What type of puffer are you?
There are smokers and there are non-smokers. This here, is my categorisation of smokers based on their habits.
The deceptive smoker – Pakhandi
What is it with this bunch? Trying to look ‘cool’, tough and hot? Peer pressure? This breed of smokers holds on to a lit cigarette, sometimes takes a drag without actually inhaling smoke (God forbid) and lets on about how addicted they are. Really people, no one cares if you don’t smoke and if someone does then let me tell you, you’re in wrong company. Either you stop wasting your (or someone else’s) money or you enjoy the pleasures.
The confused smoker – Haan ya na?
So, as I mentioned in the introduction, there are smokers and there are non-smokers. There’s no middle ground here. However, I’ve come across people who, on being asked whether they smoke, say ‘not really’ or ‘kind of’. What’s that supposed to mean? Either you do or you don’t!
The routine smoker – Apne samay pe
I admire them. No really, I do. They set a routine; 11 am, 2 pm, 5 pm etc. and stick to it. No matter how strong the urge at 3:30 pm (God forbid again), they don’t budge. Can you share some of your self-control with me please? I’ll share a smoke with you.
The average smoker – Na idhar ka na udhar ka
This kind says he/she can quit anytime and it’s true! They can go hours, even a couple of days without a cigarette, much to the disappointment of regular smokers. An average smoker usually does not cross 5-7 cigarettes on an average day.
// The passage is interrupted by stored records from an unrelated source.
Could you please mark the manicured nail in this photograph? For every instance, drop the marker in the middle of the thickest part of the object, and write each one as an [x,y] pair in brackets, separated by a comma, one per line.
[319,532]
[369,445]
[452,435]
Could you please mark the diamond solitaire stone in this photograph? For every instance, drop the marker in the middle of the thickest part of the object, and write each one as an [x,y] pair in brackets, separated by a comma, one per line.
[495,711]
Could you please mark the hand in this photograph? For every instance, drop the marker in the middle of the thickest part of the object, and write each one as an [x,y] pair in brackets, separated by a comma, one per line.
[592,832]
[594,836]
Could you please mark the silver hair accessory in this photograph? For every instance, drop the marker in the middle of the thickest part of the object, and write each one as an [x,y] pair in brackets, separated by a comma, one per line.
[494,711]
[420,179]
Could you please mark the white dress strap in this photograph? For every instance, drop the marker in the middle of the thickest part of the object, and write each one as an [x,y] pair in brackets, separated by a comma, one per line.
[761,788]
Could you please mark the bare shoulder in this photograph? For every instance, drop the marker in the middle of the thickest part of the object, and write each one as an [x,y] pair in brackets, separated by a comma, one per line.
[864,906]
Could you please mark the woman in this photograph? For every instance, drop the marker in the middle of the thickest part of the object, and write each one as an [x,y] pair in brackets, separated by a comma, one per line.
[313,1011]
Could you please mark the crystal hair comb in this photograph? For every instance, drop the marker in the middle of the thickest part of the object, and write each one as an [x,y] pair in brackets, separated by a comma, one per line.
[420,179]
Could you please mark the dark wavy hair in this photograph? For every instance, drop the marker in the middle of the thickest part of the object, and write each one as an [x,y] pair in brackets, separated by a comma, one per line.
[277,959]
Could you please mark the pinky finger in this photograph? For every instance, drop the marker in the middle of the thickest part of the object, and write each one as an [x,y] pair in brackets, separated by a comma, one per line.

The bummer – Udhaar ki zindagi
Bummers never carry their own cigarettes, regardless of what their salary is or how many tapris are right across their apartment complex. And they’re always ready with ridiculous excuses; “I don’t have any change today” (you never do) or “I finished my pack last night” (you have to buy one to finish it).
The regular smoker – Suttebaaz
These are happy smokers. Not a care about their health or even criticism for that matter. Love cigarettes and never intend to quit (who knows what the future holds though). Coffee (smoke), finish a meal (smoke), happy (smoke), stressed (smoke), too much work (smoke), no work (smoke), bored (smoke)!
The chain smoker – Chimney
They light a new cigarette with the filter of the one they lit 5 minutes ago. It makes me cringe but nonetheless, it’s impressive. Don’t bother asking a chain smoker “Another one already?” All you’ll get in response is a nonchalant “So?” Personally, I cannot fathom finishing a pack in just a couple of hours. If you fall under this category, it’s your money and your lungs. I’m not judging!
The ex-smoker – Ab kya bacha?
This group has puffed away on cigarettes like they were going out of style and have quit (kudos!)! A part of them still wants that one last cigarette to relive wonderful memories but they’ve been refrained from ever touching one again (doc’s orders, threatening spouses, whatever). They’ll regale you with their smoking-days’ tales, still trying to be a part of the ‘puff bunch’. By the end of a few minutes, you’ll know when they started smoking, how much they used to smoke, since how long they’ve been off cigarettes and how they don’t long for a single drag (liars!) anymore. Maybe some really don’t and again, I admire them. No, really!
All smokers know at least one of this kind. Numerous non-smokers feel it’s their duty to berate and advice puffers (of all categories) on the dreadful evils of smoking cigarettes. Smokers find this extremely awkward and annoying. They will avoid this conversation at all costs. Maybe even change the topic to what Dolly Aunty (a regular smoker) in Canada is up to, knowing they don’t care two hoots about her. So, gyaan-giving non-smokers, let it be. More often than not, anything you say is going to fall on a smoker’s deaf ears. Putting it philosophically, the change has to come from within.
Disclaimer: The Punekar in no way condones smoking. We don’t encourage it. We also don’t offer people ashtrays if they are smoking. This article is based on observations and is for entertainment purposes only.